Every call site that was already importing from kms-client keeps working. No diff outside lib/signing/.

The two real lessons

1. Lazy keypair generation is OK in dev, not in prod

The LocalKmsAdapter will generate an ephemeral Ed25519 keypair if SIGNING_PRIVATE_KEY_PEM is unset. That’s the right default for dev — you can clone the repo and npm run dev without setting up keys — but it would silently destroy the server’s signing identity on every restart in production.

So:

1
2
3
4
5
6
7
8
9
// lib/signing/kms/local.ts
private getPrivateKey(): KeyObject {
  if (this.cachedKey) return this.cachedKey;
  const pem = this.envPem;
  if (!pem && process.env.NODE_ENV === "production") {
    throw new Error("SIGNING_PRIVATE_KEY_PEM is required in production");
  }
  // ...
}

One conditional, one explicit error message. The deployment failure-to-boot is much better than the silent-rotate-on-restart failure mode.

2. The test cache problem

The factory caches the adapter to avoid re-instantiating on every call. The test suite needs to mutate process.env.SIGNING_PRIVATE_KEY_PEM between cases and have the change take effect. Solution:

1
2
3
export function _resetKmsAdapterForTests(): void {
  cached = null;
}

Tests call _resetKmsAdapterForTests() in beforeEach. The underscore prefix signals “do not import this in app code”; ESLint is happy because the export is used (in tests); future-me has a single line to grep for if the cache behavior ever feels wrong.

I considered injecting the adapter via parameter everywhere instead of caching globally. I rejected it: it would mean threading the adapter through five layers of server actions for a benefit that’s only ever realized in tests. The reset escape hatch is a smaller compromise.

What I’d do differently

  • Encrypted content vs key-wrap. Right now the same adapter handles both signing and content encryption. With a real AWS KMS migration I’d probably split those — KMS for key wrap (GenerateDataKey), then local AES-GCM for the actual content. The interface already supports this; just the implementation would change.
  • Per-tenant key isolation. Not in the interface today. Adding it later is a keyId parameter on every method, which is a breaking change. If I had a clear multi-tenant signal I’d add the parameter today (defaulted to a constant for the single-tenant case).

The pattern, generalized

The pattern is “factory + interface + cached singleton + explicit reset for tests”. It’s how I’d write any swap-able infrastructure dependency in a small codebase. The cost is one interface file, one factory, and one “do not import in app code” escape hatch. The benefit is that the day the customer asks for it, the answer is “change KMS_PROVIDER=aws and fill in the stub” instead of “we need a quarter to refactor.”

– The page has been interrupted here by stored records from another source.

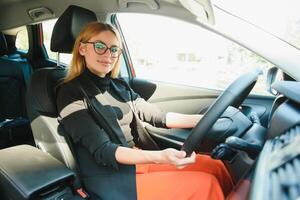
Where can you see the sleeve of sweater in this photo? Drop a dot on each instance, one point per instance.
(80, 125)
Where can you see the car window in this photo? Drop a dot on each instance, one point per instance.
(174, 51)
(47, 31)
(22, 43)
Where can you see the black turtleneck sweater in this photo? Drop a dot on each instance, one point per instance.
(84, 131)
(121, 108)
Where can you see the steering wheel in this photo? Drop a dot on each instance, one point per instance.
(234, 95)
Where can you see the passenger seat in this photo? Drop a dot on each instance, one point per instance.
(15, 73)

The pattern only pays off if you actually have a current implementation that works. Don’t write an adapter without an implementation. A stub today + a working local impl is the minimum viable form; pure stubs are theater.

The take-away

A 28-line facade and a stub for the future-provider isn’t over-engineering — it’s the smallest possible answer to “could you move to KMS if you had to?” Done at the time you write the original 290 lines, it’s cheap. Done a year later under audit pressure, it’s a project.